Aruban baseball player (born 1989)

Shawn Joubert Zarraga (born January 21, 1989) is an Aruban former professional baseball catcher. He played for the Netherlands national baseball team in the 2015 WBSC Premier12 and 2017 World Baseball Classic. He is a phantom ballplayer, having spent a day on the active roster of the Los Angeles Dodgers in 2016.

== Career ==
===Milwaukee Brewers===
Zarraga was drafted by the Milwaukee Brewers in the 44th round of the 2007 MLB draft out of Trinity Christian Academy in Lake Worth, Florida. He began with the Arizona League Brewers in 2008 and then split 2009 between the Helena Brewers and Wisconsin Timber Rattlers. He was promoted to the Advanced-A Brevard County Manatees in 2010 and spent the next three seasons there before a 2013 promotion to the Double–A Huntsville Stars. In late 2014 he was promoted to the Triple–A Nashville Sounds.

===Los Angeles Dodgers===
On December 18, 2014, he was traded to the Los Angeles Dodgers in exchange for minor leaguers Jarret Martin and Matt Long. The Dodgers extended him an invitation to Major League spring training. Zarraga split 2015 between the Double–A Tulsa Drillers and Triple–A Oklahoma City Dodgers, hitting .286 in 62 games. In November 2015, he played for the Netherlands national baseball team in the WBSC Premier12.

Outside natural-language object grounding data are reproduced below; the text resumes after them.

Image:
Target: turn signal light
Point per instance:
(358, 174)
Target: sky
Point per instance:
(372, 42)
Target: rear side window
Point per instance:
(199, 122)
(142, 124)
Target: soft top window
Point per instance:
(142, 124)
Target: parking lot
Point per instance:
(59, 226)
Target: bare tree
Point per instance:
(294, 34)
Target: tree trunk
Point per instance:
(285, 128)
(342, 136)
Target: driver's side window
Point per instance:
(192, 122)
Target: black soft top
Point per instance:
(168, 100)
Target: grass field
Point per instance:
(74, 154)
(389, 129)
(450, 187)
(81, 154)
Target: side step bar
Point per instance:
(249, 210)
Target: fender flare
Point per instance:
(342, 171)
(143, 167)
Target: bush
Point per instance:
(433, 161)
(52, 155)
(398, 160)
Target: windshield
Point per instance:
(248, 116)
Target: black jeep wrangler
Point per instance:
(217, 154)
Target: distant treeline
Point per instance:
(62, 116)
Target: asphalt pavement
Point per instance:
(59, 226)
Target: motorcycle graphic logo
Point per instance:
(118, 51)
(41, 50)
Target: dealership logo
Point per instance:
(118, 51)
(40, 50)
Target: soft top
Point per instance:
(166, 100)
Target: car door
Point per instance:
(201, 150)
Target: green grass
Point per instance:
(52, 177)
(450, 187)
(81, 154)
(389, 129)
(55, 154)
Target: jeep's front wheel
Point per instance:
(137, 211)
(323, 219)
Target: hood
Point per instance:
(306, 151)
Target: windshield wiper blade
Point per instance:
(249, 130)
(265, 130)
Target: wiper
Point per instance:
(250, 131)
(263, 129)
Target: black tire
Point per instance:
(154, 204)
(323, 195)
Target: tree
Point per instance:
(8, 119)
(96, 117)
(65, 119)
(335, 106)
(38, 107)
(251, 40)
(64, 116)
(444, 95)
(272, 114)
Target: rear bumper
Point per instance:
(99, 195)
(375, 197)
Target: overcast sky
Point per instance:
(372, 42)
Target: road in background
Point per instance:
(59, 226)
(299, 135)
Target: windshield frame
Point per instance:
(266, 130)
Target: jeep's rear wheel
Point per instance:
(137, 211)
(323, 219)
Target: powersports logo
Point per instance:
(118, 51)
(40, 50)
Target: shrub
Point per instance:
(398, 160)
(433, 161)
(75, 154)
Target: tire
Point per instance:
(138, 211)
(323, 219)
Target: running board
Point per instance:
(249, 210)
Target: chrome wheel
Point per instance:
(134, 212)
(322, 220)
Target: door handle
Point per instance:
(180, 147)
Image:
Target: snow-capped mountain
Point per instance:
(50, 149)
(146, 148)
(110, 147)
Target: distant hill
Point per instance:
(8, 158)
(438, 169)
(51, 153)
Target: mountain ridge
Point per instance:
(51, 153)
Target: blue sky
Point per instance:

The Dodgers purchased his contract from the minors and called him up to the majors on August 25, 2016. He returned to the minors the following day, without having appeared in a game. He was outrighted to the minors and removed from the 40-man roster on August 28. Zarraga's time on an MLB active roster, without ever appearing in an MLB game (to date), makes him a "phantom ballplayer". He played in 46 games between Tulsa and Oklahoma City in 2016, hitting .256. On November 7, 2016, Zarraga elected free agency.

===Cleburne Railroaders===
On November 25, 2016, Zarraga signed a minor league contract with the Cincinnati Reds. However, he did not appear in a game for the organization.

On April 20, 2017, Zarraga signed with the Cleburne Railroaders of the American Association of Independent Professional Baseball. Zarraga played in 41 games for Cleburne, slashing .272/.383/.397 with 3 home runs and 17 RBI.

===Los Angeles Dodgers (second stint)===
On July 14, 2017, Zarraga signed a minor league contract with the Los Angeles Dodgers organization. He finished the season with the Double-A Tulsa Drillers, appearing in 6 games and going 5–for–18 (.278) with 1 home run and 3 RBI. He elected free agency following the season on November 6.

On January 17, 2018. Zarraga re-signed with the Dodgers organization on a minor league contract. He was released prior to the season on March 30.

===Somerset Patriots===
On August 31, 2018, Zarraga signed with the Somerset Patriots of the Atlantic League of Professional Baseball. He did not appear in a game for the team, and became a free agent following the season.